Methods: The death certificates of all fertile-aged women who died in 1987-94 in Finland (n = 9,192) were linked to the Birth, Abortion, and Hospital Discharge Registers (n = 513,472 births, 93,807 induced abortions, and 71,701 other ended pregnancies) to identify the women who had been pregnant during their last year of life. All deaths that occurred up to 1 year after the end of pregnancy were classified according to their connection to pregnancy.

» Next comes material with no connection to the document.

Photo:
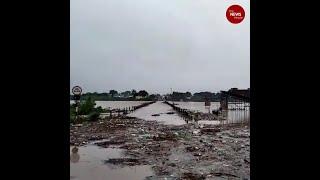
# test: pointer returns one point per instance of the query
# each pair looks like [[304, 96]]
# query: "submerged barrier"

Results: In total, 281 qualifying deaths were found. Only in 22% of the death certificates was the pregnancy or its end mentioned. The mortality rate was 41 per 100,000 registered ended pregnancies (27 for births, 48 for miscarriages or ectopic pregnancies, and 101 for abortions). The maternal mortality rate depended greatly on which of these 281 cases were defined as maternal deaths. The early maternal mortality rate varied between 5.6 and 6.8 per 100,000 live births, and the late maternal mortality rate between 0.6 and 2.5 depending on the definition used. The classification of other than direct maternal deaths was ambiguous, especially in case of late cancers, cardio- and cerebrovascular diseases, and early suicides. The official Finnish figure for early maternal mortality (6.0/100,000 live births) seems to be a good estimate, although only 65% of individual deaths were unambiguously classified.
Conclusions: Register linkage is necessary to identify late maternal deaths and pregnancy-associated deaths. The current official classification of maternal deaths as indirect, direct and fortuitous is arbitrary and allows much variation in defining a maternal death.